Could It Be GERD?


More than 60 million Americans experience heartburn, also known as gastroesophageal reflux disease (GERD), at least once a month, and some studies suggest that more than 15 million Americans experience it daily.

We’re talking about the backward flow or regurgitation of stomach contents passing up into the esophagus. (My apologies if you’re reading this while eating lunch….)

For women, the first experience with heartburn is often during pregnancy. In fact, studies suggest that more than 50 percent of pregnant women will experience GERD symptoms during pregnancy. This is due to pregnancy-related hormones and pressure from the growing fetus. Symptoms of heartburn resolve in most of these women after delivery of the baby.
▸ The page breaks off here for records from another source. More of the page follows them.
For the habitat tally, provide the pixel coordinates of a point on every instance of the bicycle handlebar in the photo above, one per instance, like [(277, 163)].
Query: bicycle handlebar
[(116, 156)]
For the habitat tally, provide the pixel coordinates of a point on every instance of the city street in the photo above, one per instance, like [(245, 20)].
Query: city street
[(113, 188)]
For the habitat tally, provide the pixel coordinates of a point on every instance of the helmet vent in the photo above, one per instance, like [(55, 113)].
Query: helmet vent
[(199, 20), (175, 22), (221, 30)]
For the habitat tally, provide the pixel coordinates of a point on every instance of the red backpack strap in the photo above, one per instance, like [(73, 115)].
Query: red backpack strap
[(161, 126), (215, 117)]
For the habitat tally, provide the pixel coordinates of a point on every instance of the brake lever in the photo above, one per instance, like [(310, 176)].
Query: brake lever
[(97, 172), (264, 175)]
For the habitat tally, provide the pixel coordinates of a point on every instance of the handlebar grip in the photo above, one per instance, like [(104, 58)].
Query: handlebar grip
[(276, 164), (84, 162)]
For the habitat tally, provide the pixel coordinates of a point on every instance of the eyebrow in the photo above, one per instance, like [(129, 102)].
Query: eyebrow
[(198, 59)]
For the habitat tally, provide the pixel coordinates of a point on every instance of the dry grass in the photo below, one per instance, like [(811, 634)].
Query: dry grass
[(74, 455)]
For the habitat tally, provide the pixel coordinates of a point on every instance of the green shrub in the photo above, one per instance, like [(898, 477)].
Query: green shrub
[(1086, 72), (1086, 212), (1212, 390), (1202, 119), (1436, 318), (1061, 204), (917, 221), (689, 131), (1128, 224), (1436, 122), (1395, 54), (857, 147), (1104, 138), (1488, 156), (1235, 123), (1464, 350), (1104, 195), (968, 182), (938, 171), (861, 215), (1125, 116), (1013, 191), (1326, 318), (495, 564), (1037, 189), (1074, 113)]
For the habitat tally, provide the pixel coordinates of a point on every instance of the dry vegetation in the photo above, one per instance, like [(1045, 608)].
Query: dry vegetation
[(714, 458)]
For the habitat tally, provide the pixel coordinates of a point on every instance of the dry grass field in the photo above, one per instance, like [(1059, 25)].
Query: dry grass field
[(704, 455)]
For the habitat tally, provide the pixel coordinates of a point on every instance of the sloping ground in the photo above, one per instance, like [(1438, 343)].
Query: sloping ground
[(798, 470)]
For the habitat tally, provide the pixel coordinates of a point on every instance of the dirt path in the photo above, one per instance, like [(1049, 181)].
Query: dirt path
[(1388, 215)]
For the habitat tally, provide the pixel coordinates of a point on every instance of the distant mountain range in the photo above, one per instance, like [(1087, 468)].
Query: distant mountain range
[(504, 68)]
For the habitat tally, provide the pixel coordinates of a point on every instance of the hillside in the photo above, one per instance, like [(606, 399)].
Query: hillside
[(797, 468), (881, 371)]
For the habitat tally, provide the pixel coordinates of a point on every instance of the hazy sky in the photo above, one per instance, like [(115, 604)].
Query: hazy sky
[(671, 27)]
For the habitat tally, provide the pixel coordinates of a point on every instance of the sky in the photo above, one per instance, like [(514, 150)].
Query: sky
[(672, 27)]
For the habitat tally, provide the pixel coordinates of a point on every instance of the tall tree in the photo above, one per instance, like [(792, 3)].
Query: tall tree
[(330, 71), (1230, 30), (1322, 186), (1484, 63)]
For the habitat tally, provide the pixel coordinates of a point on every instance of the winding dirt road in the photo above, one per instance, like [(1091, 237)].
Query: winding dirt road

Acid is produced in the stomach every day. Normally, a small amount of it passes into the esophagus through a valve called the lower esophageal sphincter. When the frequency or amount of acid in contact with the esophagus increases, symptoms and damage to the esophagus can occur.


Here’s a simple self-test from the American College of Gastroenterology (ACG). Test yourself to see if you have acid reflux symptoms and might be suffering from GERD:

1. Do you frequently have one or more of the following?

    An uncomfortable feeling behind the breastbone that seems to be 
      moving upward from the stomach?
     A burning sensation in the back of your throat?
     A bitter acid taste in your mouth?



2. Do you often experience these problems after meals?



3. Do you experience heartburn or acid indigestion two or more times
    per week?



4. Do you find that antacids provide temporary relief from your symptoms?



5. Are you taking prescription medication to treat heartburn,
    but still having symptoms?



If you said yes to two or more of the above questions, you may have GERD. To know for sure, see your doctor or a gastrointestinal specialist. For more information, visit the ACG website.

GERD Triggers

In addition to pregnancy, here are some common triggers of GERD.

• Eating a large, especially fatty meal

• Tomato sauces (pasta and pizza

• Lying down after a meal

• Chocolate, peppermint

• Coffee and tea

• Smoking

• Alcohol and carbonated beverages

• Some muscle relaxers and blood-pressure medicines

• Excess weight

 Kathy Sena is a freelance writer.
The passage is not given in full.